Division of Biostatistics, Department of Population and Public Health Sciences, Keck School of Medicine, University of Southern California, Los Angeles, USA.
BioData Min. 2024 Oct 24;17(1):44. doi: 10.1186/s13040-024-00398-6.
Associated with high-dimensional omics data there are often "meta-features" such as biological pathways and functional annotations, summary statistics from similar studies that can be informative for predicting an outcome of interest.
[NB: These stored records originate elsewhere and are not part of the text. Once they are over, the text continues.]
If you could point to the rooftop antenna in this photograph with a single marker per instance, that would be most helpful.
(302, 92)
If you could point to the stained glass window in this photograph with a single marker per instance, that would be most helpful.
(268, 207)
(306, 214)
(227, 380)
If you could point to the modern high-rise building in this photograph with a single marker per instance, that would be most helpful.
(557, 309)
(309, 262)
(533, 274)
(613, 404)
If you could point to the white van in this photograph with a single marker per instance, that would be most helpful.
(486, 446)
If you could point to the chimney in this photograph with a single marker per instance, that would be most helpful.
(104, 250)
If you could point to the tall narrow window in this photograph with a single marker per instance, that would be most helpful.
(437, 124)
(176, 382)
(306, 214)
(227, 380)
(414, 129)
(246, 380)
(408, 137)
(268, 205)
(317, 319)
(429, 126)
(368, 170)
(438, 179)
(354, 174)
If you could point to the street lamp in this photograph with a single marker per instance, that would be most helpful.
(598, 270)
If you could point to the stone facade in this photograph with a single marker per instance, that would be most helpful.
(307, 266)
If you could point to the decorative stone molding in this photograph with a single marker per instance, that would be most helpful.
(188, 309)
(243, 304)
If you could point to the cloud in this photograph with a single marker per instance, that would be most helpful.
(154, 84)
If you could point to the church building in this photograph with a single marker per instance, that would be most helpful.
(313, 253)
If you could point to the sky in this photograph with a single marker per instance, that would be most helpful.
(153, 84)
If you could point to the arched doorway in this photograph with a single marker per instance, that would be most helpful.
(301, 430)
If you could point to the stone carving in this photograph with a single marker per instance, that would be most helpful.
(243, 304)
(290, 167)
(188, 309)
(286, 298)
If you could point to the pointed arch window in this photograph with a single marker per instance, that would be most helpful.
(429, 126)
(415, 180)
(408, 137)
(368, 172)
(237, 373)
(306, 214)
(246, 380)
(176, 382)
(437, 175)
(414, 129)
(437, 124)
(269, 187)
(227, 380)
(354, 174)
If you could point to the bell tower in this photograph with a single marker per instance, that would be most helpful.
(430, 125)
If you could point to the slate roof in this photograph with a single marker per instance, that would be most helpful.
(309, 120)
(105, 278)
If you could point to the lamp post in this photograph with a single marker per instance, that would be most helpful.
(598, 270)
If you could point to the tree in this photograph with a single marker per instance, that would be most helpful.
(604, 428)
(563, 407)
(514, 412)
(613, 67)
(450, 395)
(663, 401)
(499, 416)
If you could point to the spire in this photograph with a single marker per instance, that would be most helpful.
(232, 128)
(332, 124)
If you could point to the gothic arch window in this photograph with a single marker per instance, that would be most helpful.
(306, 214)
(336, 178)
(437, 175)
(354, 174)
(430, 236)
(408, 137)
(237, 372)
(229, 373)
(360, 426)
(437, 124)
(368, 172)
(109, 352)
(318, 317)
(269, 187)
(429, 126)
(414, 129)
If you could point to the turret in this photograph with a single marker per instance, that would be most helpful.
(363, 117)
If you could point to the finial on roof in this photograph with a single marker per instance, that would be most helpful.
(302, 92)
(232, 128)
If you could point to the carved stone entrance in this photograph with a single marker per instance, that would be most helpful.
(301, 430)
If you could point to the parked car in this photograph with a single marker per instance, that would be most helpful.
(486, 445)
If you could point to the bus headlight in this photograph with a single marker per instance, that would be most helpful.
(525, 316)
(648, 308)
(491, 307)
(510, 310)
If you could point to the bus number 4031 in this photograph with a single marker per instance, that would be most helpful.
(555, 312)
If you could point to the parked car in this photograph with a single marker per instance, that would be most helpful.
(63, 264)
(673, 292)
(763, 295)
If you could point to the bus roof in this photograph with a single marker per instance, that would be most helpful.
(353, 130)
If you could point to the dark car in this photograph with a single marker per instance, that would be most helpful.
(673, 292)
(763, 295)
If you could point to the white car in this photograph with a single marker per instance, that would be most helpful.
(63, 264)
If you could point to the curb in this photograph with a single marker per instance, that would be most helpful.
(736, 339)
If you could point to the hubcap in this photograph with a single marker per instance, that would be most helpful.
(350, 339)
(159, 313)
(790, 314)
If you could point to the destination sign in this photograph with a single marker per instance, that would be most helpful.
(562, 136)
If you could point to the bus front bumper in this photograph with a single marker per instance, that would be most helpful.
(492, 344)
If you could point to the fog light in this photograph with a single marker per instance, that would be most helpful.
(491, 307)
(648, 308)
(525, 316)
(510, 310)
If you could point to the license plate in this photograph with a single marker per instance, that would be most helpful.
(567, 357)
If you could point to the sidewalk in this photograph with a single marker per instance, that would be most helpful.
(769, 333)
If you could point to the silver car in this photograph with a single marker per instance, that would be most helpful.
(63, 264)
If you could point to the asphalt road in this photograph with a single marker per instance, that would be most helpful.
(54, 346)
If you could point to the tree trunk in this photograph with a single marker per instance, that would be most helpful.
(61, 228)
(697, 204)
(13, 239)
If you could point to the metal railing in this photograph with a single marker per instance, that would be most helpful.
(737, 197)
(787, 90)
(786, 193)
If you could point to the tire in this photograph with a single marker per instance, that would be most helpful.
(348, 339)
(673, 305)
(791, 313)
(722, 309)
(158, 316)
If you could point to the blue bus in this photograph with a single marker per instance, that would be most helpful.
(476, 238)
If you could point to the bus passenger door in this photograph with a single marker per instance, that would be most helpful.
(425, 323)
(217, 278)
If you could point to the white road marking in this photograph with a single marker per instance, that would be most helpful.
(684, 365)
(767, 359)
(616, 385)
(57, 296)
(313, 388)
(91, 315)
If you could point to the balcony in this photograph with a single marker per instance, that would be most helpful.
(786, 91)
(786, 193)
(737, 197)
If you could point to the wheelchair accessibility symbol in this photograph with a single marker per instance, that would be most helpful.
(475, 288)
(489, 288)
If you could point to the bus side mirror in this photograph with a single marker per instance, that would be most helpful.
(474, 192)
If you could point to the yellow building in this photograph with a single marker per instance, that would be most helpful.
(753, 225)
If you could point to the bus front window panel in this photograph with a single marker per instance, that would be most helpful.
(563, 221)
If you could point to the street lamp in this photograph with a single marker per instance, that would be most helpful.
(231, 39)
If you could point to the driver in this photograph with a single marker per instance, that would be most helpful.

We introduce a regularized hierarchical framework for integrating meta-features, with the goal of improving prediction and feature selection performance with time-to-event outcomes.
A hierarchical framework is deployed to incorporate meta-features. Regularization is applied to the omic features as well as the meta-features so that high-dimensional data can be handled at both levels. The proposed hierarchical Cox model can be efficiently fitted by a combination of iterative reweighted least squares and cyclic coordinate descent.
In a simulation study we show that when the external meta-features are informative, the regularized hierarchical model can substantially improve prediction performance over standard regularized Cox regression. We illustrate the proposed model with applications to breast cancer and melanoma survival based on gene expression profiles, which show the improvement in prediction performance by applying meta-features, as well as the discovery of important omic feature sets with sparse regularization at meta-feature level.
The proposed hierarchical regularized regression model enables integration of external meta-feature information directly into the modeling process for time-to-event outcomes, improves prediction performance when the external meta-feature data is informative. Importantly, when the external meta-features are uninformative, the prediction performance based on the regularized hierarchical model is on par with standard regularized Cox regression, indicating robustness of the framework. In addition to developing predictive signatures, the model can also be deployed in discovery applications where the main goal is to identify important features associated with the outcome rather than developing a predictive model.
与高维组学数据相关的通常有“元特征”,如生物途径和功能注释,以及来自相似研究的汇总统计量,这些对于预测感兴趣的结果可能具有参考价值。我们引入了一个正则化分层框架来整合元特征,目的是提高对事件发生时间结局的预测和特征选择性能。
部署一个分层框架来纳入元特征。对组学特征和元特征都应用正则化,以便在两个层面处理高维数据。所提出的分层Cox模型可以通过迭代加权最小二乘法和循环坐标下降法的组合有效地进行拟合。
在一项模拟研究中,我们表明当外部元特征具有参考价值时,正则化分层模型相对于标准正则化Cox回归能够显著提高预测性能。我们基于基因表达谱将所提出的模型应用于乳腺癌和黑色素瘤生存分析,展示了通过应用元特征在预测性能上的提升,以及在元特征层面通过稀疏正则化发现重要的组学特征集。
所提出的分层正则化回归模型能够将外部元特征信息直接整合到事件发生时间结局的建模过程中,当外部元特征数据具有参考价值时可提高预测性能。重要的是,当外部元特征没有参考价值时,基于正则化分层模型的预测性能与标准正则化Cox回归相当,表明该框架具有稳健性。除了开发预测性特征外,该模型还可应用于探索性研究,其主要目标是识别与结局相关的重要特征,而不是开发预测模型。